/polars-candle

A text embedding extension for the Polars Dataframe library.

Primary LanguagePython

polars-candle

A polars extension for running candle ML models on polars DataFrames.

Example

Pull any applicable model from Huggingface, such as the recently released Snowflake model, and embed text using a simple API.

import polars as pl
import polars_candle  # ignore: F401

df = pl.DataFrame({"s": ["This is a sentence", "This is another sentence"]})

embed_kwargs = {
    "model_repo": "Snowflake/snowflake-arctic-embed-xs",
    "pooling": "mean", 
}

df = df.with_columns(
    pl.col("s").candle.embed_text(**embed_kwargs).alias("s_embedding")
)
print(df)
# ┌──────────────────────────┬───────────────────────────────────┐
# │ s                        ┆ s_embedding                       │
# │ ---                      ┆ ---                               │
# │ str                      ┆ array[f32, 384]                   │
# ╞══════════════════════════╪═══════════════════════════════════╡
# │ This is a sentence       ┆ [-0.056457, 0.559411, … -0.20403… │
# │ This is another sentence ┆ [-0.117206, 0.336827, … 0.174078… │
# └──────────────────────────┴───────────────────────────────────┘

Currently, Bert, JinaBert, and Distilbert models are supported. More models will be added in the future. Check my other repository wdoppenberg/glowrs to learn more about the underlying implementation for sentence embedding.

Installation

Make sure you have polars installed. If not, install it using pip install polars. Then, install polars-candle using

pip install polars-candle

Note: The macOS ARM wheels of this library come with Metal support out of the box. For CUDA, check the below instructions on how to build from source.
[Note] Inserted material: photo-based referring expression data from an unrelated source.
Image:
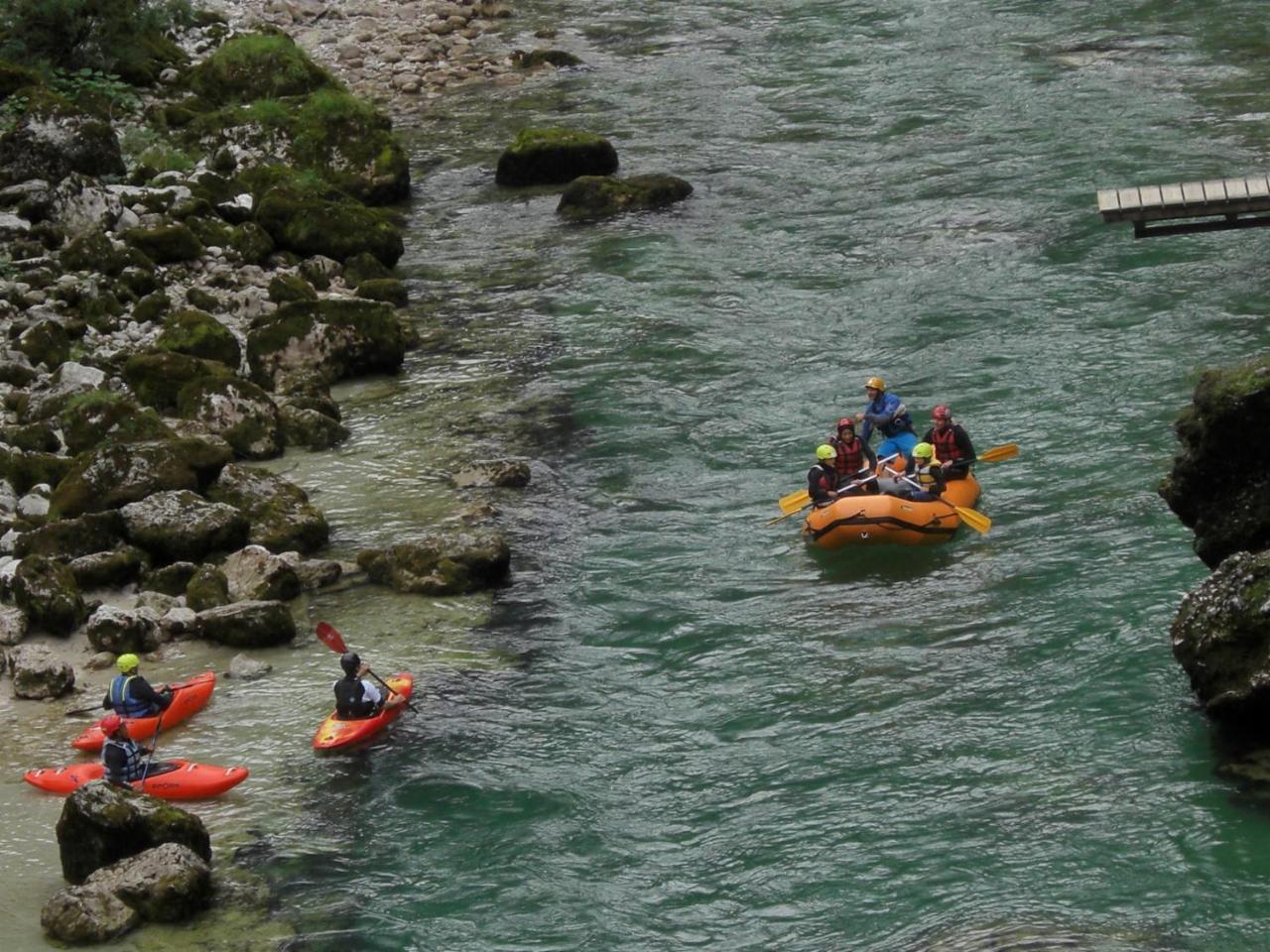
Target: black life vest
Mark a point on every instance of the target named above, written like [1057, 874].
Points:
[944, 440]
[132, 761]
[349, 702]
[122, 701]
If you want to install the latest version from the repository, you can use:

pip install git+https://github.com/wdoppenberg/polars-candle.git

Note: You need to have the Rust toolchain installed on your system to compile the library. See here for instructions on how to install Rust.
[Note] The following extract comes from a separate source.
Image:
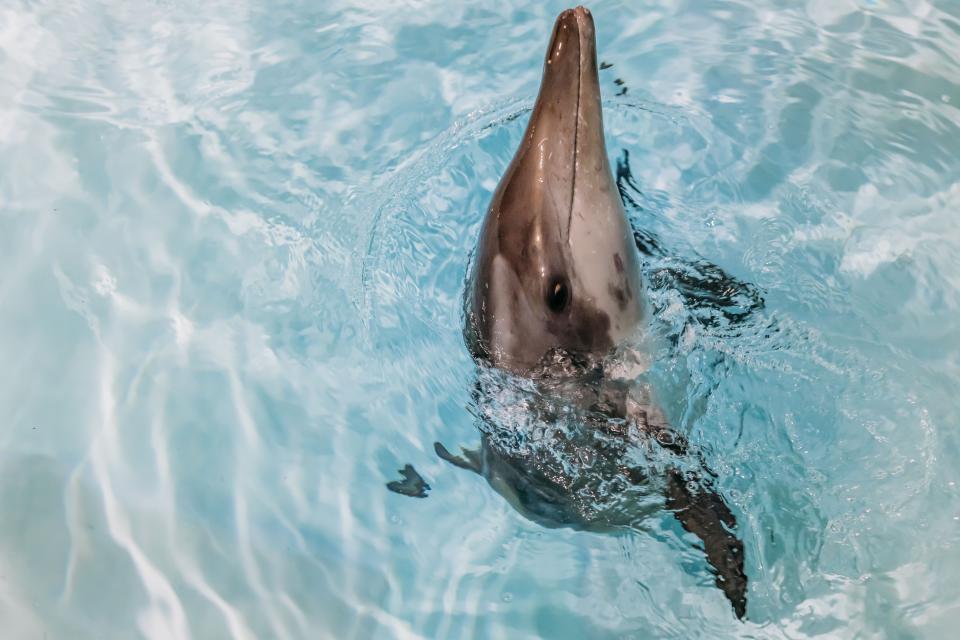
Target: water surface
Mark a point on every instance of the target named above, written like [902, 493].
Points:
[233, 238]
You can set build features using maturin:

maturin develop --release -F <feature>

Where <feature> can be one of the following:

  • metal Install with Metal acceleration.
  • cuda Install with CUDA acceleration. Might require additional setup such as installing CUDA libraries.
  • accelerate Install with the Accelerate framework.

Roadmap

  • Embed text using Bert, JinaBert, and Distilbert models.
  • Add more models.
  • More configuration options for embedding (e.g. pooling strategy, device selection, etc.).
  • Support & test streaming workloads.

Credits

  • Massive thanks to polars & their contributors for providing a blazing fast DataFrame library with the ability to extend it with custom functions using pyo3-polars.
  • Great work so far by Huggingface on candle for providing a simple interface to run ML models.

Note

This is a work in progress and the API might change in the future. Feel free to open an issue if you have any suggestions or improvements.